Mas não. O texto acima não fala do Brasil. O trecho vem do livro Portugal: dívida pública e défice democrático, de Paulo Trigo Pereira (2012, p. 86-8 – com o texto devidamente adaptado do português de Portugal para o português do Brasil). Neste ensaio o autor faz uma interessante vinculação de causa-consequência entre a falta de democracia e os problemas fiscais do Estado português no auge da crise portuguesa (veja-se que o livro é de 2012).
Para quem não sabe, Portugal foi um dos países europeus que mais sofreu com a crise financeira de 2008-9, que começou nos EUA e se espalhou pelo mundo. Nesse sentido, em 2011 o país se viu obrigado a aceitar a intervenção da troika – comissão formada pelo Fundo Monetário Internacional, pelo Banco Central Europeu e pelo Comissão Europeia. Nessa intervenção foi estipulado uma série de compromissos de maneira a fazer com que o país cuidasse de suas contas públicas, já que o nível de endividamento do Estado estava elevadíssimo. Dentre outras ações, Portugal se viu obrigado a privatizar empresas públicas, a congelar investimentos públicos e, dentre inúmeras outras ações – tais como aumento de impostos – também foi obrigado a reduzir o valor pago de aposentadoria e também salários de servidores públicos.
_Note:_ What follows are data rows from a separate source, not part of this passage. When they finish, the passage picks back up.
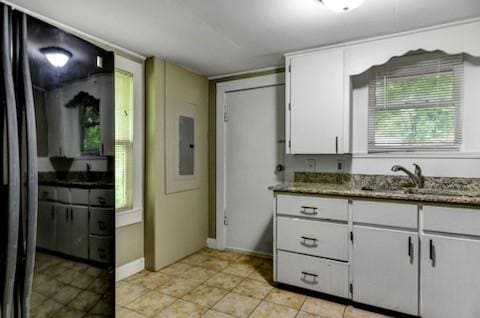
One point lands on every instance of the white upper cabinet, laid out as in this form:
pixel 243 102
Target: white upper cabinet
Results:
pixel 315 102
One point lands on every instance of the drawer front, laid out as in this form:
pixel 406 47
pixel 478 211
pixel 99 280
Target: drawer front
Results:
pixel 101 197
pixel 386 213
pixel 324 239
pixel 101 248
pixel 47 193
pixel 63 195
pixel 79 196
pixel 451 220
pixel 314 207
pixel 101 221
pixel 322 275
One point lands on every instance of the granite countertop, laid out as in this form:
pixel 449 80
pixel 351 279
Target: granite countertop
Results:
pixel 77 184
pixel 80 179
pixel 469 196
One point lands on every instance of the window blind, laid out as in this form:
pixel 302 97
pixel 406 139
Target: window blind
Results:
pixel 415 103
pixel 123 139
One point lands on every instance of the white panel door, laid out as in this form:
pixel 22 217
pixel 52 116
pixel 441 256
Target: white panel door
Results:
pixel 316 98
pixel 254 147
pixel 450 277
pixel 385 268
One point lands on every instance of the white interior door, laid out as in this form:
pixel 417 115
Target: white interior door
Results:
pixel 254 147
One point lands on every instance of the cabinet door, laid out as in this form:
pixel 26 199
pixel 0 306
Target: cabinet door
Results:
pixel 316 101
pixel 46 225
pixel 450 279
pixel 64 229
pixel 385 268
pixel 79 226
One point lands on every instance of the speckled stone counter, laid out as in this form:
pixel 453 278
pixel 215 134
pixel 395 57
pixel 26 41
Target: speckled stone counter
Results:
pixel 92 180
pixel 462 191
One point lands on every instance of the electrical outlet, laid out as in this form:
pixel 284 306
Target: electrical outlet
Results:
pixel 310 165
pixel 341 165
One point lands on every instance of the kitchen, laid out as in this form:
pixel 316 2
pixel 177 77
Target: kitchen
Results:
pixel 264 159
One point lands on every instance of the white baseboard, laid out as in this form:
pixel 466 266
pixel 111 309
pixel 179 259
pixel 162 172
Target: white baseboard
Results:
pixel 129 269
pixel 249 252
pixel 128 217
pixel 211 243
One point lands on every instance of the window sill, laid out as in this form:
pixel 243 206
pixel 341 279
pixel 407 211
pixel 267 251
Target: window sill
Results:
pixel 128 217
pixel 426 155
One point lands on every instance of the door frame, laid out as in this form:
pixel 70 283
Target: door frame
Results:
pixel 220 165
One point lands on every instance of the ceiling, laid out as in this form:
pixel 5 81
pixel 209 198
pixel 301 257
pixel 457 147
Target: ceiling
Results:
pixel 213 37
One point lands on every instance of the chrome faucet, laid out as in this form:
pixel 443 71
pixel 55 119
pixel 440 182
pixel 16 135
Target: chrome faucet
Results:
pixel 417 178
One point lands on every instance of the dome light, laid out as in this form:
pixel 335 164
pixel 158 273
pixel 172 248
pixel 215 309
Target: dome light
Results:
pixel 342 5
pixel 57 56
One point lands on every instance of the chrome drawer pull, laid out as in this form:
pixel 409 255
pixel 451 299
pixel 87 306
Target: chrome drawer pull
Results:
pixel 305 241
pixel 313 279
pixel 309 210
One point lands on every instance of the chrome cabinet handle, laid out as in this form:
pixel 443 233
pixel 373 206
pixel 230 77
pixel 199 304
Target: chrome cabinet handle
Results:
pixel 102 200
pixel 313 277
pixel 306 239
pixel 410 249
pixel 432 253
pixel 308 210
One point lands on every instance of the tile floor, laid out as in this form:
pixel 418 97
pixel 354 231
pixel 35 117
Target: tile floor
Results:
pixel 64 288
pixel 216 284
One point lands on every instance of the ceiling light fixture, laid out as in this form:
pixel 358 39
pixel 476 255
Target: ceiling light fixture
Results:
pixel 342 5
pixel 57 56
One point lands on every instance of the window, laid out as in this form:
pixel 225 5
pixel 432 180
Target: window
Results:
pixel 123 139
pixel 415 103
pixel 90 129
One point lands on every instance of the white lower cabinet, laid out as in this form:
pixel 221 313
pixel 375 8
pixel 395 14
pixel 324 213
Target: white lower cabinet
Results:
pixel 450 277
pixel 428 269
pixel 46 225
pixel 385 268
pixel 79 226
pixel 72 230
pixel 64 229
pixel 315 273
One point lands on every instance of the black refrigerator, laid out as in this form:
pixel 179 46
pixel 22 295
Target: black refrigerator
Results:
pixel 56 172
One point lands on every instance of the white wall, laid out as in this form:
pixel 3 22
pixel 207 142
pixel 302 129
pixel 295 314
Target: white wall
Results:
pixel 465 163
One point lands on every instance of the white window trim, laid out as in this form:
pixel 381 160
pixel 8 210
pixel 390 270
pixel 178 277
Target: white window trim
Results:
pixel 134 215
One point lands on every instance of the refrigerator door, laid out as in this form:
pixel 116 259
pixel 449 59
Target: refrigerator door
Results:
pixel 12 216
pixel 29 157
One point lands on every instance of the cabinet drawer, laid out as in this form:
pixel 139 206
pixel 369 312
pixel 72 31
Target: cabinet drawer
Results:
pixel 63 195
pixel 101 248
pixel 322 275
pixel 386 213
pixel 314 207
pixel 451 220
pixel 101 221
pixel 47 193
pixel 325 239
pixel 79 196
pixel 102 197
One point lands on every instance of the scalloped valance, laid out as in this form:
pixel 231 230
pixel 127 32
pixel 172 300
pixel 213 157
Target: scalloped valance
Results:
pixel 453 39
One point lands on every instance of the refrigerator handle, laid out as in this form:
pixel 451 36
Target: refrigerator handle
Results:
pixel 13 166
pixel 32 167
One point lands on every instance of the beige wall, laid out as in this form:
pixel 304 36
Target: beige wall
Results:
pixel 176 224
pixel 129 243
pixel 212 93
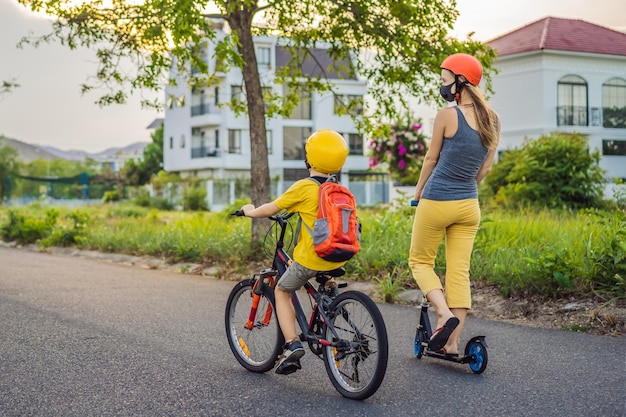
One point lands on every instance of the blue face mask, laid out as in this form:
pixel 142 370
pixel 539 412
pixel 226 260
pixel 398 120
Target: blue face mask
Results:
pixel 446 92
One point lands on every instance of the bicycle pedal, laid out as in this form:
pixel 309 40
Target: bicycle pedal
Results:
pixel 288 368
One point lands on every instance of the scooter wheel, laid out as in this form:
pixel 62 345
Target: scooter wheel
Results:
pixel 478 351
pixel 418 349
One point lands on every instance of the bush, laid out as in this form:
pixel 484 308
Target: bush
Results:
pixel 72 235
pixel 28 229
pixel 194 197
pixel 555 171
pixel 111 196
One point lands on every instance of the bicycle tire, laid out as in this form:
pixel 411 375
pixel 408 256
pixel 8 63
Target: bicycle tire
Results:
pixel 357 372
pixel 258 348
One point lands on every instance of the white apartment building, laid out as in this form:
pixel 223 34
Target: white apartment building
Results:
pixel 563 75
pixel 202 137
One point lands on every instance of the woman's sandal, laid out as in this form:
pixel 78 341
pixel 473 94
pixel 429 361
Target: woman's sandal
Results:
pixel 442 334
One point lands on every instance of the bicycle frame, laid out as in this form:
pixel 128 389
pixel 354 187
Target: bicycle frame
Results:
pixel 269 278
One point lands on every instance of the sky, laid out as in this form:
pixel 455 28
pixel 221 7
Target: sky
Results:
pixel 49 109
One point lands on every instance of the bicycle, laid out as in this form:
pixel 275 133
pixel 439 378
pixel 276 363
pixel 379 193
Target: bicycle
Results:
pixel 345 330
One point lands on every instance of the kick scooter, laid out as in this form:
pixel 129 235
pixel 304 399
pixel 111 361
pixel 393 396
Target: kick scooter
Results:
pixel 475 349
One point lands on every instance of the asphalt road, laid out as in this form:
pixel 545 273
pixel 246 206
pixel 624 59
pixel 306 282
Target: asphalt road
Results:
pixel 80 337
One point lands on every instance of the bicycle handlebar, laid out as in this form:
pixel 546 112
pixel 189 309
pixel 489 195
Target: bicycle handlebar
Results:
pixel 276 217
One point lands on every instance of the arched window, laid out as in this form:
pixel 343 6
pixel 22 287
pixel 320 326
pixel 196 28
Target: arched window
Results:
pixel 572 101
pixel 614 103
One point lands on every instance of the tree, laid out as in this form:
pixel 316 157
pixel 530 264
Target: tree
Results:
pixel 556 170
pixel 8 166
pixel 7 86
pixel 396 44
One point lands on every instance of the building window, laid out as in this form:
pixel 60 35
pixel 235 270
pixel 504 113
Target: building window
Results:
pixel 270 141
pixel 236 92
pixel 614 147
pixel 614 103
pixel 293 142
pixel 234 141
pixel 294 174
pixel 355 144
pixel 348 104
pixel 572 101
pixel 303 109
pixel 263 55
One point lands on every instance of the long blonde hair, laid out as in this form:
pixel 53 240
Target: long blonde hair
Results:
pixel 487 120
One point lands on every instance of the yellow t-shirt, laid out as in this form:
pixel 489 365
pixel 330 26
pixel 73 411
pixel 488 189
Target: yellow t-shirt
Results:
pixel 302 197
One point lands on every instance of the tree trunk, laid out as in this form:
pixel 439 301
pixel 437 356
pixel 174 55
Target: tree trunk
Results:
pixel 241 23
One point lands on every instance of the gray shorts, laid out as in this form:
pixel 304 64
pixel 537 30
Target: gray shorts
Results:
pixel 295 277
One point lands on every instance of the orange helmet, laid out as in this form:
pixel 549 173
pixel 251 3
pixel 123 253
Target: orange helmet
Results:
pixel 465 65
pixel 326 151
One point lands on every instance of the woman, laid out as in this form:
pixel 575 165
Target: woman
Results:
pixel 461 153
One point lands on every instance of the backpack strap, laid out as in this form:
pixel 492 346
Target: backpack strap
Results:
pixel 300 222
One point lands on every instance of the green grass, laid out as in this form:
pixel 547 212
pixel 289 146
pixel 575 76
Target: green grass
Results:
pixel 548 252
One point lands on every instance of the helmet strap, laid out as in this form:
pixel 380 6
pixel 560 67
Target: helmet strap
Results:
pixel 459 85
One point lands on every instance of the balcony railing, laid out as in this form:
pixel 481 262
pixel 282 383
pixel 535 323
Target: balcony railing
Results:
pixel 205 152
pixel 572 116
pixel 204 108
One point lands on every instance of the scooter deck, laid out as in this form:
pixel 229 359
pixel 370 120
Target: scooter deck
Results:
pixel 448 357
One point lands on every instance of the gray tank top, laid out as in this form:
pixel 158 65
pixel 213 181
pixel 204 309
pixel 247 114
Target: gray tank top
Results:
pixel 454 176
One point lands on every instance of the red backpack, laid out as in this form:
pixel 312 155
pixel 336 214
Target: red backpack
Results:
pixel 337 231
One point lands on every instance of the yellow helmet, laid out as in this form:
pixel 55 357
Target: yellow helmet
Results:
pixel 326 151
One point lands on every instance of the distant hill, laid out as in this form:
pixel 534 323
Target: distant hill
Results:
pixel 27 152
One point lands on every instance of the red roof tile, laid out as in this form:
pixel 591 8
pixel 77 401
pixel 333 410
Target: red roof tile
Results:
pixel 562 35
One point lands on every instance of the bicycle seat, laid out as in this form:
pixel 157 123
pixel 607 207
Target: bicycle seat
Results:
pixel 334 273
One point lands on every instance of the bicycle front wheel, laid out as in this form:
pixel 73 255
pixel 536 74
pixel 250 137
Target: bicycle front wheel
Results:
pixel 357 365
pixel 253 335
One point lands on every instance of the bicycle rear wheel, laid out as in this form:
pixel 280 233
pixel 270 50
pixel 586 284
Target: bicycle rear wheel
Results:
pixel 256 341
pixel 358 369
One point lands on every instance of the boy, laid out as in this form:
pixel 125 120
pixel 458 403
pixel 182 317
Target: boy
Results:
pixel 326 152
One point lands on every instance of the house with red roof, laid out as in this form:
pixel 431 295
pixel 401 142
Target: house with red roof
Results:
pixel 563 75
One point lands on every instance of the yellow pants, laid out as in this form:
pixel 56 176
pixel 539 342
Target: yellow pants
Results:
pixel 458 221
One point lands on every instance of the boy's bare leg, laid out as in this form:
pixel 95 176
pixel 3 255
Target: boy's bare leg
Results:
pixel 286 314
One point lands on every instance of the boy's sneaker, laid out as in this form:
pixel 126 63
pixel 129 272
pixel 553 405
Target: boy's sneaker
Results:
pixel 289 361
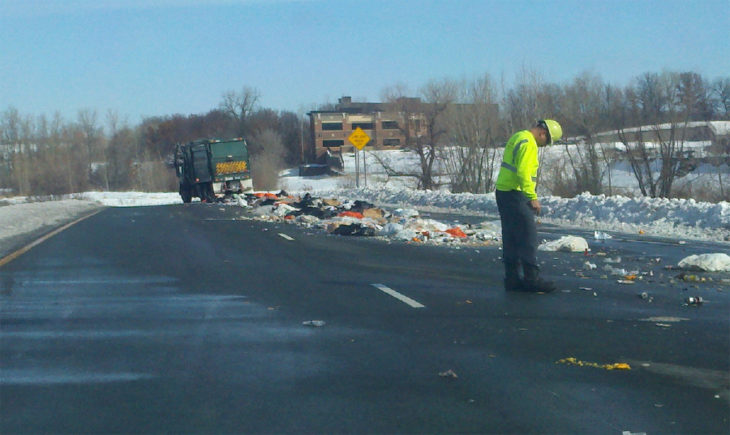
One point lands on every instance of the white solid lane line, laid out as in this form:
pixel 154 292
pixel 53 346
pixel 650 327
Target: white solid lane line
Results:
pixel 400 297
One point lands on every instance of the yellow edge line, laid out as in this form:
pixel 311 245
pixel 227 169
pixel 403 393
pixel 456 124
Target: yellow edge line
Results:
pixel 10 257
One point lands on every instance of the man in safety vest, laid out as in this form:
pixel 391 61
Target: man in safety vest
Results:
pixel 518 205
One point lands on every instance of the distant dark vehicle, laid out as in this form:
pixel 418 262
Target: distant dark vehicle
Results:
pixel 209 167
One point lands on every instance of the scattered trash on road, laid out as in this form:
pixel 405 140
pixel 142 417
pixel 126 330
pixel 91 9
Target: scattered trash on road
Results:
pixel 449 374
pixel 577 362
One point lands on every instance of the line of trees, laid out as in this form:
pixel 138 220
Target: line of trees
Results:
pixel 42 156
pixel 467 123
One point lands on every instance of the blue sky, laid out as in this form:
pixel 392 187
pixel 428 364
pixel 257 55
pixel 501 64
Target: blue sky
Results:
pixel 161 57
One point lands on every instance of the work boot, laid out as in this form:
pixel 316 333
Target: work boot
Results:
pixel 533 282
pixel 512 281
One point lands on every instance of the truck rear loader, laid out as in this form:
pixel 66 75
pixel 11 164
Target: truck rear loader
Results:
pixel 209 167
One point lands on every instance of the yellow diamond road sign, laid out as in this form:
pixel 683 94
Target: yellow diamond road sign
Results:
pixel 359 138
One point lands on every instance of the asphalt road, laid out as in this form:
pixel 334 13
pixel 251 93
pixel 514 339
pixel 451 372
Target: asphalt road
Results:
pixel 186 319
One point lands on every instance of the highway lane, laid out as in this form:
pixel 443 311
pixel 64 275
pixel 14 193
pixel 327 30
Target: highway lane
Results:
pixel 185 319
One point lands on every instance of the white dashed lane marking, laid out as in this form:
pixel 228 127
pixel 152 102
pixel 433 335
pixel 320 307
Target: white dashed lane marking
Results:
pixel 400 297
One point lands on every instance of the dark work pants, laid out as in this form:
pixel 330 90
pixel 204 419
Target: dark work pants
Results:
pixel 519 233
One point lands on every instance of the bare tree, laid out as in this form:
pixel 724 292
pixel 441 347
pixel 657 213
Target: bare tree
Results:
pixel 422 126
pixel 268 161
pixel 583 111
pixel 721 97
pixel 655 148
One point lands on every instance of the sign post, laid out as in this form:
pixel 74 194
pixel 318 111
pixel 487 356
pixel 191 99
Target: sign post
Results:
pixel 359 139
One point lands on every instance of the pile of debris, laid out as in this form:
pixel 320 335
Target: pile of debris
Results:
pixel 361 218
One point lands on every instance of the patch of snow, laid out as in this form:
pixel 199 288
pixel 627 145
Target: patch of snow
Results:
pixel 717 262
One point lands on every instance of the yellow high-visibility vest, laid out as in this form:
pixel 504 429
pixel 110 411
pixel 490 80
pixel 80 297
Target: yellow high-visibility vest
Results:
pixel 519 165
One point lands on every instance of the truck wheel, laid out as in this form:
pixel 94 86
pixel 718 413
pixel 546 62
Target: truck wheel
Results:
pixel 186 194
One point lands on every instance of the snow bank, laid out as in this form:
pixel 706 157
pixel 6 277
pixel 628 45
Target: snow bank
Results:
pixel 131 199
pixel 23 218
pixel 674 218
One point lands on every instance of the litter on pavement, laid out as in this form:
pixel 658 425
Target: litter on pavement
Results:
pixel 361 218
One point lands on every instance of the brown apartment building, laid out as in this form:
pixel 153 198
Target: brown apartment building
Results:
pixel 383 122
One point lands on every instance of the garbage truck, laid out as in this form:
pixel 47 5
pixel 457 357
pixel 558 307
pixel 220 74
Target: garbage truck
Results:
pixel 210 168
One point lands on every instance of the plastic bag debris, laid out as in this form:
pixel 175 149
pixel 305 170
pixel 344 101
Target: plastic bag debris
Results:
pixel 315 323
pixel 456 232
pixel 600 235
pixel 690 277
pixel 645 296
pixel 694 300
pixel 566 244
pixel 449 374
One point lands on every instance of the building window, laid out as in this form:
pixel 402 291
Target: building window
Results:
pixel 331 126
pixel 363 125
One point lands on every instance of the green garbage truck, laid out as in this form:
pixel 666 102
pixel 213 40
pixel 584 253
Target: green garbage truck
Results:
pixel 210 168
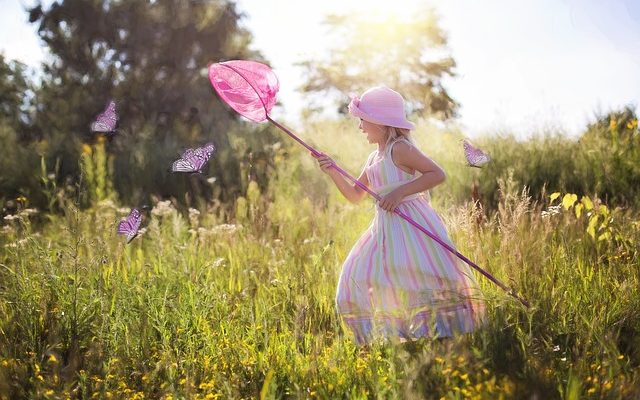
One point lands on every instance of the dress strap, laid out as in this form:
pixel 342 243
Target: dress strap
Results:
pixel 402 139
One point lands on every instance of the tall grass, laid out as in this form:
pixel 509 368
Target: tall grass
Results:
pixel 236 301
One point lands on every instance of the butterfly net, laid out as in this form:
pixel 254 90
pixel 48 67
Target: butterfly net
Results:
pixel 248 87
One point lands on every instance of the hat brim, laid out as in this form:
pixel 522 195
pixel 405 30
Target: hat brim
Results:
pixel 359 113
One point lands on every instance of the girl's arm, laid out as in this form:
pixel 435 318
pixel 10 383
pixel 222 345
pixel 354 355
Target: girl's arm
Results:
pixel 349 190
pixel 411 159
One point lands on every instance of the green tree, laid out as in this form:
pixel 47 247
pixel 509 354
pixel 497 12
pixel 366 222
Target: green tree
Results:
pixel 14 90
pixel 409 56
pixel 152 58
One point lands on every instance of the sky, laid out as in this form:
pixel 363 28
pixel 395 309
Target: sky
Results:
pixel 522 67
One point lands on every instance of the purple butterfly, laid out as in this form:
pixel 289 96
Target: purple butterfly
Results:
pixel 475 157
pixel 130 225
pixel 106 121
pixel 193 160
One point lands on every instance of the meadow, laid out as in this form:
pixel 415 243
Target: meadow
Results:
pixel 236 300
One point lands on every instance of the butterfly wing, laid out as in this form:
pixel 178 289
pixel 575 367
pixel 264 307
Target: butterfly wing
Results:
pixel 130 225
pixel 202 155
pixel 183 165
pixel 106 121
pixel 475 157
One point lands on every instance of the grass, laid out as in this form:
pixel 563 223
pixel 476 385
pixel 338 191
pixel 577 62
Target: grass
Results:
pixel 236 300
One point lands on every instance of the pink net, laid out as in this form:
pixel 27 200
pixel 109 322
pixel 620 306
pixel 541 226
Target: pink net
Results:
pixel 249 87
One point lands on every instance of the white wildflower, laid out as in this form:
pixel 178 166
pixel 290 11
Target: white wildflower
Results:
pixel 228 229
pixel 163 208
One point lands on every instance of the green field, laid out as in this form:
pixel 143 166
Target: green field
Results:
pixel 236 300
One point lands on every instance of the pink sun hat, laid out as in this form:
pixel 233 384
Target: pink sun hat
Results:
pixel 382 106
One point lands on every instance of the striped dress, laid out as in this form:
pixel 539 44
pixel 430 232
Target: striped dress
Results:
pixel 397 281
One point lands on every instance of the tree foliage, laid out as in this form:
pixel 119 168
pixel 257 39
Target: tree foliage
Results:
pixel 409 56
pixel 151 57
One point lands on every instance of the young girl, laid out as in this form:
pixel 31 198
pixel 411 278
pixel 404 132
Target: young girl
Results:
pixel 397 281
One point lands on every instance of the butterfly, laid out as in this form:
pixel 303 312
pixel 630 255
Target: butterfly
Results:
pixel 130 225
pixel 193 160
pixel 475 157
pixel 106 121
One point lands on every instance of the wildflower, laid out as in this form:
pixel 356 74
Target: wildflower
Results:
pixel 193 216
pixel 28 211
pixel 226 228
pixel 163 208
pixel 218 262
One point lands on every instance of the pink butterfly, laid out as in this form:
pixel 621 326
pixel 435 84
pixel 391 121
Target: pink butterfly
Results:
pixel 193 160
pixel 106 121
pixel 475 157
pixel 130 225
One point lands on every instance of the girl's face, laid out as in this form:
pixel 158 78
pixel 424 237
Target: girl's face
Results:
pixel 375 133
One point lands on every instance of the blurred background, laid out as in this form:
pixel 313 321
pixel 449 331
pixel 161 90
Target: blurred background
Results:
pixel 548 88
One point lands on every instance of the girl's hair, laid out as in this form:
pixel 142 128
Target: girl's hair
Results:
pixel 394 134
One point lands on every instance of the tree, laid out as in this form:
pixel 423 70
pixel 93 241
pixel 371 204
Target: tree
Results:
pixel 14 90
pixel 152 58
pixel 409 56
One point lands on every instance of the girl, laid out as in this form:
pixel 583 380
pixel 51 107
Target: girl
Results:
pixel 397 281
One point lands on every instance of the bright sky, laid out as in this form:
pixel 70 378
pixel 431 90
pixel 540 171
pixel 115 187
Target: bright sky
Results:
pixel 522 66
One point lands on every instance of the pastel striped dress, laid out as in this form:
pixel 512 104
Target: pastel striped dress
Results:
pixel 397 281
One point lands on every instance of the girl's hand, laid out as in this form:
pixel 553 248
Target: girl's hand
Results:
pixel 390 201
pixel 325 162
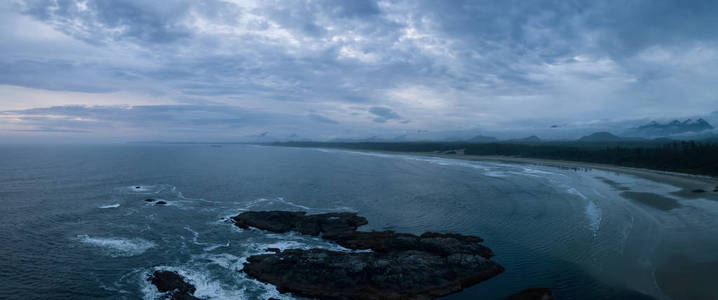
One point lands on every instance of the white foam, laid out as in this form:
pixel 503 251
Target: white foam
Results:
pixel 118 246
pixel 594 216
pixel 206 286
pixel 574 191
pixel 215 247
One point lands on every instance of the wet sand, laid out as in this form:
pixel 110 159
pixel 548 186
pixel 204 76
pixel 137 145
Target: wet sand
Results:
pixel 692 186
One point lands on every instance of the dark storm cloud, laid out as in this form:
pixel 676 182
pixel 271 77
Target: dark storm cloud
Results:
pixel 383 114
pixel 321 119
pixel 506 64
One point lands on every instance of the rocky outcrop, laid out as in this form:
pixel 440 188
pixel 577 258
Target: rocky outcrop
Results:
pixel 285 221
pixel 532 294
pixel 173 284
pixel 399 265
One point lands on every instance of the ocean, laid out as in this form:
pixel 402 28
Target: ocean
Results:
pixel 74 222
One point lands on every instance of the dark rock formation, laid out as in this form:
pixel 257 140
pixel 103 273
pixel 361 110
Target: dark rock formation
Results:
pixel 388 241
pixel 285 221
pixel 532 294
pixel 400 265
pixel 324 274
pixel 173 284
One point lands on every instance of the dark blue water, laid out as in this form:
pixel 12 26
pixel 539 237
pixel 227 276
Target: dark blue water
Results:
pixel 74 225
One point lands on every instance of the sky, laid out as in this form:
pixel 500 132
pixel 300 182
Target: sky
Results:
pixel 176 70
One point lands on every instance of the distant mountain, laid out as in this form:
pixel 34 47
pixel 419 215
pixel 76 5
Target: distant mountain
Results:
pixel 656 129
pixel 483 139
pixel 600 137
pixel 527 140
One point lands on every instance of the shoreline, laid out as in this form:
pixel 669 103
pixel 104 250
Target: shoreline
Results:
pixel 688 183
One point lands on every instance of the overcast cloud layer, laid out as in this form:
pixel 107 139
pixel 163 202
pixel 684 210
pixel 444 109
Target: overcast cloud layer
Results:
pixel 228 70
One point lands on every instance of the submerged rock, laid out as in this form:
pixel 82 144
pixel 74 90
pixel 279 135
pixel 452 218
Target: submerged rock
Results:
pixel 173 284
pixel 399 265
pixel 285 221
pixel 325 274
pixel 532 294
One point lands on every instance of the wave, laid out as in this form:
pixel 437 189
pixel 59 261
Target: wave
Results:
pixel 118 246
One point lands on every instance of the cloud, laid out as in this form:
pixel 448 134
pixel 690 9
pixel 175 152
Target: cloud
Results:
pixel 445 65
pixel 383 114
pixel 321 119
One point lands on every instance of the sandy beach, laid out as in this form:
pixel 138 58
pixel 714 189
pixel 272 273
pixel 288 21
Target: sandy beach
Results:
pixel 691 185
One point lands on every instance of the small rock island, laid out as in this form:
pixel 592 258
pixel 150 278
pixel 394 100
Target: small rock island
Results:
pixel 398 265
pixel 375 264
Não entrarei aqui no mérito destas ações, até mesmo porque em 2014 a troika terminou sua “intervenção” em Portugal. Fato é que foram necessárias medidas drásticas para colocar as contas públicas portuguesas “de volta nos trilhos”. Mas fica aqui o alerta: o Brasil, com seu atual ajuste fiscal, seguirá o mesmo rumo de Portugal caso não dê atenção às suas contas públicas, por um lado; por outro, também não adianta colocar as contas em dia sem a participação cidadã, elemento fundamental em um Estado democrático de direito como se pretende nosso país. Nesse sentido, tomara que nossos governantes “abram o olho” com antecedência e pensem em médio-longo prazo, evitando fazer com que o país chegue ao ponto de ter de reduzir salários para poder pagar suas contas.